Surely, AI is still so new, so big, and so sweeping, that we don’t know what many of those jobs will be, but we do know they’re coming, which tells us that readiness is more important than expertise, Better ready for what’s coming than good at what will pass.
History is our witness
It was that way when the cotton gin and the reaper changed agriculture in the 1790s, when fossil oil replaced whale oil to light our homes and streets in the 1860s, when automobiles replaced buggies and carriages in the 1890s, and when personal computers replaced all sorts of equipment in the 1980s. In every case, the playout was the same. Yes, individual jobs disappeared, but in the aggregate, vast amounts of new jobs – and industries – were created. And it will be no different with AI, just bigger. Much bigger.
Trainers, Explainers, Sustainers
In January 2024, I reported that the WEF laid down what would prove to be an excellent framework for what AI jobs would look like. Said the WEF: Let’s start thinking about “trainers, explainers, sustainers.”
Trainers
Trainers, says the WEF, “are the people developing AI: engineers and scientists working on the large language models (LLMs) on which generative AI tools such as ChatGPT depend.” Of note, development in AI is in the hands of more than just programmers; demand engineers, predicts the WEF’s Jobs of Tomorrow 2024 report. That fits in nicely with the CHIPS and Science Act that will begin growing America’s chip producing capacity. Other “trainer” jobs AI could create include systems administrators who are building server infrastructure. The list has just begun.
Explainers
While trainers are working behind the scenes, explainers will interact with end users, helping them understand and use AI. Explainers will design interfaces to enable smooth and seamless interaction with AI, and can be thought of as “user experience (UX) designers, says the Forum.

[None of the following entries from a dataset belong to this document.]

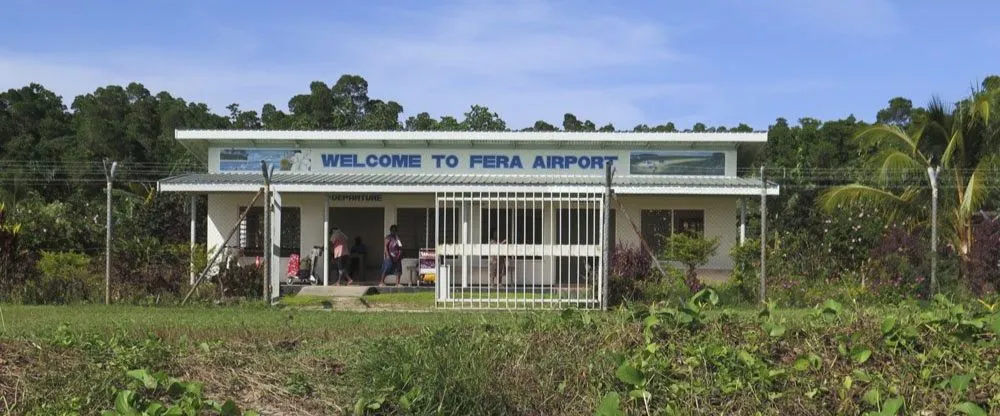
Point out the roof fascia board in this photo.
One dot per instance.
(596, 137)
(424, 189)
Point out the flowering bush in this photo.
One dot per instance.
(898, 266)
(631, 262)
(984, 256)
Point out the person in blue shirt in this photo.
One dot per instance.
(358, 252)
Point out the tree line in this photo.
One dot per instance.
(52, 177)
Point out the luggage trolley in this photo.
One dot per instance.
(426, 263)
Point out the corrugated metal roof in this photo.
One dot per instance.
(460, 179)
(473, 136)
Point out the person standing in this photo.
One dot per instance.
(338, 245)
(392, 254)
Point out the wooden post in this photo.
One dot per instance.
(110, 175)
(215, 256)
(763, 236)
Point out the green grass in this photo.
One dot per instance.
(290, 360)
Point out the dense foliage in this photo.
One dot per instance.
(695, 355)
(52, 177)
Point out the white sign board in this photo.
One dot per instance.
(552, 162)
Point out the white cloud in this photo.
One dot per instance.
(865, 18)
(525, 60)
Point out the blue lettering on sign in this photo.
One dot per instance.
(476, 161)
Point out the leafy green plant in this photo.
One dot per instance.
(693, 250)
(156, 394)
(62, 278)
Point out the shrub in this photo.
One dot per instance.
(144, 268)
(692, 250)
(631, 262)
(746, 268)
(984, 256)
(898, 267)
(10, 254)
(62, 278)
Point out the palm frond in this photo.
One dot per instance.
(858, 194)
(978, 187)
(955, 144)
(896, 164)
(981, 107)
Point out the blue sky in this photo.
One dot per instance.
(714, 61)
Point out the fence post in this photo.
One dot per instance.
(763, 235)
(194, 221)
(932, 173)
(606, 233)
(110, 175)
(267, 232)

Further, explainers could be tasked with making LLMs work with different kinds of user inputs: typed commands or spoken voice, for instance.
Sustainers
Sustainers will ensure that AI systems are used in the best way possible, a nebulous phrase until you break it down to its three functions. (1) Content creators will exercise prompt engineering, a new discipline that involves writing text prompts to make an LLM produce the content a user wants. (2) Data curators will be tasked with making sure LLMs have the best data going into them. “Data quality and integrity checks are critical, and will lead to the development of its own specialized workforce,” according to the Jobs of Tomorrow report. (3) Ethics and governance specialists will have the awesome responsibility of making sure LLMs do not act in biased, harmful, or unethical ways, and will be hard at work testing before anything is released to the public. This could lead to the rise of AI safety and regulatory officers and ethicists.
And beyond…
Generalizations can be either good or bad, useful or useless. What we got from the WEF in January 2024 – when reassessed today – prove out nicely, giving us strong guidance for the decisions we have no choice but to make.